Screenwriter: Okay, so there’s this movie about this guy….

Producer: I’m with you so far….

Screenwriter: And he’s searching for a clue….

Producer: What kind of clue? Like a clue to find something?

Screenwriter: Yeah….a clue to find something….

Producer: To find what? You’ve got to hurry up. My time is precious.

Screenwriter: He searching for a clue for the treasure…

Producer: So it’s like a Pirate movie.

Screenwriter: Um, no, um….he has a treasure map, but he doesn’t have it.

Producer: Why doesn’t he have it?

Screenwriter: Because it’s (internal monologue: think quick asshole!) because it’s on the back of the Declaration of Independence.

Producer: What?

Screenwriter: Yeah, ummm…when he….when he… when Thomas Jefferson wrote the Declaration, see…there was a treasure map on the back…

Producer: So it’s based on a true story?

Screenwriter: Um, no. I made that part up.

Producer: Oh brilliant! I see, so he has to steal the Declaration of Independence.

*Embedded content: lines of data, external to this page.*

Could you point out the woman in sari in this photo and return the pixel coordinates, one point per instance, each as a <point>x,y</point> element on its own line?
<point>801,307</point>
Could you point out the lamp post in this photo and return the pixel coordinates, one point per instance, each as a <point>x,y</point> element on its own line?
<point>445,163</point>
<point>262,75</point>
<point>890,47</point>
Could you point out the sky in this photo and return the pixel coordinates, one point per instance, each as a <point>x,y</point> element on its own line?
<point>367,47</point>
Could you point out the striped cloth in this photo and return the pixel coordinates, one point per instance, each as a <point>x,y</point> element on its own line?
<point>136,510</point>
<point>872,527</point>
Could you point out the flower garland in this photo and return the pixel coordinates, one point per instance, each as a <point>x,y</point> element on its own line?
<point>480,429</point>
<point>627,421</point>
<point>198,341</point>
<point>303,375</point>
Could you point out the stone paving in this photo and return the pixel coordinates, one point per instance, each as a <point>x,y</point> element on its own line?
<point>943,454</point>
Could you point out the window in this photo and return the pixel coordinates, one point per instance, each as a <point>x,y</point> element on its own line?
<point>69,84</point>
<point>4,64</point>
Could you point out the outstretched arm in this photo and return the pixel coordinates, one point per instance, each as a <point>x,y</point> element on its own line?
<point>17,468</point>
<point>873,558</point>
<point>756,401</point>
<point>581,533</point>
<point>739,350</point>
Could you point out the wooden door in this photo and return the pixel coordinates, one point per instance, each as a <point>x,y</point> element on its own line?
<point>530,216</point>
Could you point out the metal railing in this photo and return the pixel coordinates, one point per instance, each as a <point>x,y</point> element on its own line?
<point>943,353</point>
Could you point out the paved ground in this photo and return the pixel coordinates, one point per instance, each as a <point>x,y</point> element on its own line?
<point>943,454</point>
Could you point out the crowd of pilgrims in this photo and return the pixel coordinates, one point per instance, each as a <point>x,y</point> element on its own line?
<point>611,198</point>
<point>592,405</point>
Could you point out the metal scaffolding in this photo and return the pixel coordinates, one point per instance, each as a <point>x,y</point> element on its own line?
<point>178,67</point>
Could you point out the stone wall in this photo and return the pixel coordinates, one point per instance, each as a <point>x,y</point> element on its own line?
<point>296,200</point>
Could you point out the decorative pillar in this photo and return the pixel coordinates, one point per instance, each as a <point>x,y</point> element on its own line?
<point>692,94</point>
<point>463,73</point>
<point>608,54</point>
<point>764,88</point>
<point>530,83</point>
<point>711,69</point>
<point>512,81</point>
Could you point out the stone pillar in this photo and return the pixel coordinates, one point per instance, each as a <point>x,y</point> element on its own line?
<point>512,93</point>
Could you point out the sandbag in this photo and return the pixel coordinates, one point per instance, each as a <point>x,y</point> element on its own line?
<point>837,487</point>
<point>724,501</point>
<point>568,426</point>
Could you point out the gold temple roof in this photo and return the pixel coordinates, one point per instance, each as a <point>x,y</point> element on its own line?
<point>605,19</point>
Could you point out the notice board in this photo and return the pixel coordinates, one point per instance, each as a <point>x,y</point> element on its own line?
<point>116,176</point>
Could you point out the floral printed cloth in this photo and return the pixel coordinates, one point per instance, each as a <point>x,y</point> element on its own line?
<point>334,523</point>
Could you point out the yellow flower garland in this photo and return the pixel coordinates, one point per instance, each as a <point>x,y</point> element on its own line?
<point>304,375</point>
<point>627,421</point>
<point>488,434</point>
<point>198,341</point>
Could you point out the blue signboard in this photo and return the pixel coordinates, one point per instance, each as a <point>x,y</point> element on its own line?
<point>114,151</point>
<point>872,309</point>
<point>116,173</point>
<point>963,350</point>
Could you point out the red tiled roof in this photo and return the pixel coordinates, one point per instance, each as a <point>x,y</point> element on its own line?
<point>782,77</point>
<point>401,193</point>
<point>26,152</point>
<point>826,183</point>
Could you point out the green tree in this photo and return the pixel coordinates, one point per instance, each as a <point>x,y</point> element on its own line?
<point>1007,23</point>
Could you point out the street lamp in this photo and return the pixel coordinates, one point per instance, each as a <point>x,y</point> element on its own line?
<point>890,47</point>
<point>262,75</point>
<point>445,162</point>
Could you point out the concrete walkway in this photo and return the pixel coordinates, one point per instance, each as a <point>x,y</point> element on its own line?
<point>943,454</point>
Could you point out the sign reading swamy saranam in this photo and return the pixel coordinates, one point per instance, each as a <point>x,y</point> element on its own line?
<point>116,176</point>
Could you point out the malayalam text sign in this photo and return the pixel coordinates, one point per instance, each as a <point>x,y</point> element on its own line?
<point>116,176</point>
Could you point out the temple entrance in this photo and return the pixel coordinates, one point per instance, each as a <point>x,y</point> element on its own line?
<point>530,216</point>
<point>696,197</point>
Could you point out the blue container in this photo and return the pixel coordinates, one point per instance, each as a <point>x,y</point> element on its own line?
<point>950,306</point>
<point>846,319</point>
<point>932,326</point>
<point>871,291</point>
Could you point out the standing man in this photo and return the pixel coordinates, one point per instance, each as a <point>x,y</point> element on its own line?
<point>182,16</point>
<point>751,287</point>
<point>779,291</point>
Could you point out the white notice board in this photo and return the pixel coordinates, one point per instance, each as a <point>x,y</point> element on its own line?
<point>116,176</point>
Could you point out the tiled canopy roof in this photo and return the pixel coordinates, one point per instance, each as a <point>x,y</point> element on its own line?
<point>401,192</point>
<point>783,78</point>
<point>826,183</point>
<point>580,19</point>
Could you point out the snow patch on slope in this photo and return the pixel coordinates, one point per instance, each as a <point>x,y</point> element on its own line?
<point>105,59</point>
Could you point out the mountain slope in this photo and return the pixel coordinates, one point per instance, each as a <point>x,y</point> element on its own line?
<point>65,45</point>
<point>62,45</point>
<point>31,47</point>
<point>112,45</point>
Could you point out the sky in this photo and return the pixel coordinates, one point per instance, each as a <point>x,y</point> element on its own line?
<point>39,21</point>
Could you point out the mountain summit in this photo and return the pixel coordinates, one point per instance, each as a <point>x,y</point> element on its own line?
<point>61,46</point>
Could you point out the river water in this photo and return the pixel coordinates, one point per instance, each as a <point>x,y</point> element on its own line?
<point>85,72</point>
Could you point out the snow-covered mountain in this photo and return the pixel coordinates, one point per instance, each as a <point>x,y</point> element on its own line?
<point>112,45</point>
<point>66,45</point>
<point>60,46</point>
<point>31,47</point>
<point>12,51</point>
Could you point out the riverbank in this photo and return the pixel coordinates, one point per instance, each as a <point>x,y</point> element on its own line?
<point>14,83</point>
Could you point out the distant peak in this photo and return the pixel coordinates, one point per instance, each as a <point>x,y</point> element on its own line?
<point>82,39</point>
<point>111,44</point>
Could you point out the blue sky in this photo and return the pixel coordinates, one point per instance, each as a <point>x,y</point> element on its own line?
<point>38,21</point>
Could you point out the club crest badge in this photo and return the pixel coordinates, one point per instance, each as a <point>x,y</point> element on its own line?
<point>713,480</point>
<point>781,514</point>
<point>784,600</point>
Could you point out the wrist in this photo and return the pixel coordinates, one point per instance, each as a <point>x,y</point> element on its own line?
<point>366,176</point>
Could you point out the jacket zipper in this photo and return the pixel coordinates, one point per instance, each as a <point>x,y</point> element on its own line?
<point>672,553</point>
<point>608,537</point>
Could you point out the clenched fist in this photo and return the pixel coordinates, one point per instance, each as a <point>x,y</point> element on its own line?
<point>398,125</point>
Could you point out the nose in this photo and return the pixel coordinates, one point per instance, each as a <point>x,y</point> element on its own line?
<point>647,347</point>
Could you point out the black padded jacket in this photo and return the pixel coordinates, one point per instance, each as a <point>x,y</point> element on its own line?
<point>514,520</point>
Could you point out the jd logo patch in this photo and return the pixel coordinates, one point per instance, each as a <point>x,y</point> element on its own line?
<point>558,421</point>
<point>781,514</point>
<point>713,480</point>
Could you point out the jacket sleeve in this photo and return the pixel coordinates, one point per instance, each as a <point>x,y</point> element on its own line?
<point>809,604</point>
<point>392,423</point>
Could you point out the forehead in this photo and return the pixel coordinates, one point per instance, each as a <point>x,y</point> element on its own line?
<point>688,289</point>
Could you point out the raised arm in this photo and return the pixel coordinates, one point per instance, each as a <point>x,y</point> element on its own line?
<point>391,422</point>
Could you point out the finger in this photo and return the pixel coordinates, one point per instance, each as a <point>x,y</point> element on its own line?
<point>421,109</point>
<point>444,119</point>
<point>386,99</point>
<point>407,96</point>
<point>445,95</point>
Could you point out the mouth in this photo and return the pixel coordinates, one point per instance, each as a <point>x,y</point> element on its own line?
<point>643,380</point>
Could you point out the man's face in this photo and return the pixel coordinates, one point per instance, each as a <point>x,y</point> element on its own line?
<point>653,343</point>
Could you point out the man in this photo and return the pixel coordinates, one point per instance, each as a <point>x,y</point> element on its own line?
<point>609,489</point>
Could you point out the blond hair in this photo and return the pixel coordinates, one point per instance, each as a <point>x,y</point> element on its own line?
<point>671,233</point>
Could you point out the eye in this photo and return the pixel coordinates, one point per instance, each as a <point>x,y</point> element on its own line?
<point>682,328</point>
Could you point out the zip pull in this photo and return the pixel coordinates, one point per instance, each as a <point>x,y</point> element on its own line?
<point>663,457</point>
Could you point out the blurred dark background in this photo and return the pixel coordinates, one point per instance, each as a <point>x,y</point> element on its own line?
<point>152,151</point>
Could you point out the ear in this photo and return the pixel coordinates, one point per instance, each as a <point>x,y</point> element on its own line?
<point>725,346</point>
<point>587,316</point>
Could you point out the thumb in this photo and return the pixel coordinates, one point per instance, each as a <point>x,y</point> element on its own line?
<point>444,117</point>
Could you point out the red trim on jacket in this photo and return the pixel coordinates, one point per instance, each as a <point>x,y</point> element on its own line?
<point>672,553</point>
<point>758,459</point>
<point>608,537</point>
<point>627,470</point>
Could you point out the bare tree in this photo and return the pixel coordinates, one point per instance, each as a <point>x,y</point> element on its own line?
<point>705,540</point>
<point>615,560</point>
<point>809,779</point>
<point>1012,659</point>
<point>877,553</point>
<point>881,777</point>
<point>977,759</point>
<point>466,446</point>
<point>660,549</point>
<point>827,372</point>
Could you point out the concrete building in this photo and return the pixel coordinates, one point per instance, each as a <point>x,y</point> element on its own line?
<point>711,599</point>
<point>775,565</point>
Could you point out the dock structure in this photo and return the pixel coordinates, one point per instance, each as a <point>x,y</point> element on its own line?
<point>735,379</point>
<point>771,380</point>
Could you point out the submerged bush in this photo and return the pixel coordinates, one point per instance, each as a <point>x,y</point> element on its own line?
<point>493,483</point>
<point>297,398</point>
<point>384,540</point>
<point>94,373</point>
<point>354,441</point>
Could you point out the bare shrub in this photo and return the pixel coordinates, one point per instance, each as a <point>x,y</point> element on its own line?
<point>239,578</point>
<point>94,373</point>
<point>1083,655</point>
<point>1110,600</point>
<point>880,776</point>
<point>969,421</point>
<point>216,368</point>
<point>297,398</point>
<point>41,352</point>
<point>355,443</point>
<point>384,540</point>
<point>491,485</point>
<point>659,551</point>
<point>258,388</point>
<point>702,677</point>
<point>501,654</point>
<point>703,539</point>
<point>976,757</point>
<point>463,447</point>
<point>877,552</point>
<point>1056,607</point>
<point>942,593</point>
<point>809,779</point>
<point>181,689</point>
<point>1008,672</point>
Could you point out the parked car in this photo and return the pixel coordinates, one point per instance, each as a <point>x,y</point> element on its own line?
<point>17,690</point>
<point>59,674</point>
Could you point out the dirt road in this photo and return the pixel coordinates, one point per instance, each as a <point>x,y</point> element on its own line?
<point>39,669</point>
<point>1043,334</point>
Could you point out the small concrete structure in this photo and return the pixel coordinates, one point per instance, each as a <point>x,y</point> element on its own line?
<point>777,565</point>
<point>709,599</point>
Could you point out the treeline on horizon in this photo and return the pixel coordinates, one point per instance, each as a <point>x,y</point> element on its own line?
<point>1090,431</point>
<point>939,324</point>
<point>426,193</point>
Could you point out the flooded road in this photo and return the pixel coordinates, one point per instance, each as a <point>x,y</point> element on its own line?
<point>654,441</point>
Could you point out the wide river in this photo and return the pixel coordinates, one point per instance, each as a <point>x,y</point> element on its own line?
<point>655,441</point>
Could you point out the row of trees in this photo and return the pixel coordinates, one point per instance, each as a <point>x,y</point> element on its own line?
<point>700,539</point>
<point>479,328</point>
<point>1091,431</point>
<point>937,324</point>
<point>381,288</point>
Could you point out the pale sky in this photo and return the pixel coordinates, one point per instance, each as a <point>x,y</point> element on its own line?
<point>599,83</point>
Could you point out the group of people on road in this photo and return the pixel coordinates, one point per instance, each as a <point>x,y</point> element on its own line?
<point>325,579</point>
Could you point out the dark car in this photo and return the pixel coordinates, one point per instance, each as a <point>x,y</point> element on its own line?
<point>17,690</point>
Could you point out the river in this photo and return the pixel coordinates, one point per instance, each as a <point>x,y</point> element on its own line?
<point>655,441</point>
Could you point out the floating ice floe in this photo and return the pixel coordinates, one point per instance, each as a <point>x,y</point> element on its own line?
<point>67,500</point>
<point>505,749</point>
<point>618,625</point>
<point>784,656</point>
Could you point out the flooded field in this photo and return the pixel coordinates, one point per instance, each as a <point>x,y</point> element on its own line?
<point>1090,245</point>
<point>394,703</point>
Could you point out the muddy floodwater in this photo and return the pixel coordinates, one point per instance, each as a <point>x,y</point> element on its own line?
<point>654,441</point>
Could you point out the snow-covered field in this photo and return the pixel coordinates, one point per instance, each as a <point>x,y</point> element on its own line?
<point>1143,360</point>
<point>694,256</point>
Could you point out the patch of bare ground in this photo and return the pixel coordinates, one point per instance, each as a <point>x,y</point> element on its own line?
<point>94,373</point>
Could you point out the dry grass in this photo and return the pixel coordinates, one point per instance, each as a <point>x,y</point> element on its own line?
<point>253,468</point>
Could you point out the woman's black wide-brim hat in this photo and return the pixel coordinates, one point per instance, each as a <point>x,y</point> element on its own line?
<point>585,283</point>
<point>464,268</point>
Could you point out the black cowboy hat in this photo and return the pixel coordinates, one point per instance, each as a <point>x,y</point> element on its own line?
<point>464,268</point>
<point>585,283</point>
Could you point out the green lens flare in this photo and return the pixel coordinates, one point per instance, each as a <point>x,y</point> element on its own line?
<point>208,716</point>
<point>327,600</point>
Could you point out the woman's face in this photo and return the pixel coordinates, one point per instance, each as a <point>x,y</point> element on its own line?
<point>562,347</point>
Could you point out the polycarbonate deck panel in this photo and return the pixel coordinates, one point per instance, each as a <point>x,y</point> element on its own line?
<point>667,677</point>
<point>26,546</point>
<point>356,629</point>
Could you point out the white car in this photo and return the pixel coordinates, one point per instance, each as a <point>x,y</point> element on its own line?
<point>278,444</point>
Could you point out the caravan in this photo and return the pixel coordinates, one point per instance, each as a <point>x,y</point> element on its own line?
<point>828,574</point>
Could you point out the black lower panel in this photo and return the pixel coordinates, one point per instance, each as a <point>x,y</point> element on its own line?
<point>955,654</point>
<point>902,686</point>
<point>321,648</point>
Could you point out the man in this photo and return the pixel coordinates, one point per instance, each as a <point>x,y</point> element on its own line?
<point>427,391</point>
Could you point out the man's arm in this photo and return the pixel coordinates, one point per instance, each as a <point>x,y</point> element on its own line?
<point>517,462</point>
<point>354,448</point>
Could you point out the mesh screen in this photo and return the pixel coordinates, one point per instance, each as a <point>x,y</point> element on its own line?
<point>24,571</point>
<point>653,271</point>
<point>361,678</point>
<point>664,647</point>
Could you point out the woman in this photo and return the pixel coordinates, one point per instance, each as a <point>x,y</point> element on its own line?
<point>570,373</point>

Screenwriter: ummm…. Yeah. I guess.

Producer: I like it. So it’s like a heist movie and a treasure hunt movie. The Thomas Crown Affair mixed with Indiana Jones. Call Jerry Bruckheimer and see if we can attach Nicholas Cage, pronto!!! We’ve got a shitty movie to churn out for lots of money. You’re going to go far in this business son.

END SCENE

Just don’t go

Hence the dumbest looking movie of the season is made. I propose that when any movie this dumb comes out, we gather a group together to protest its release and subsequent showings. Imagine picketing in front of the movie theater for this great cause. Furthermore we must try to convince the idiots who were on their way to see it, to go see something else. We cannot tolerate this sort of idiocy. Jerry Bruckheimer must be stopped from making movies and entertaining throngs of unsuspecting retards. I mean, I know I shouldn’t care what tons of morons are going to see but I also do not want to be subject to even the most accidental viewing of the stupid Jerry Bruckheimer film trailers. Anyway, all of this anger was brought on by seeing that stupid trailer and Nicholas Cage’s guest appearance on the tonight show. I just had to vent a little. Okay, I’m going to steal the Articles of Confederation and look for some gold so I can get me some dead presidents.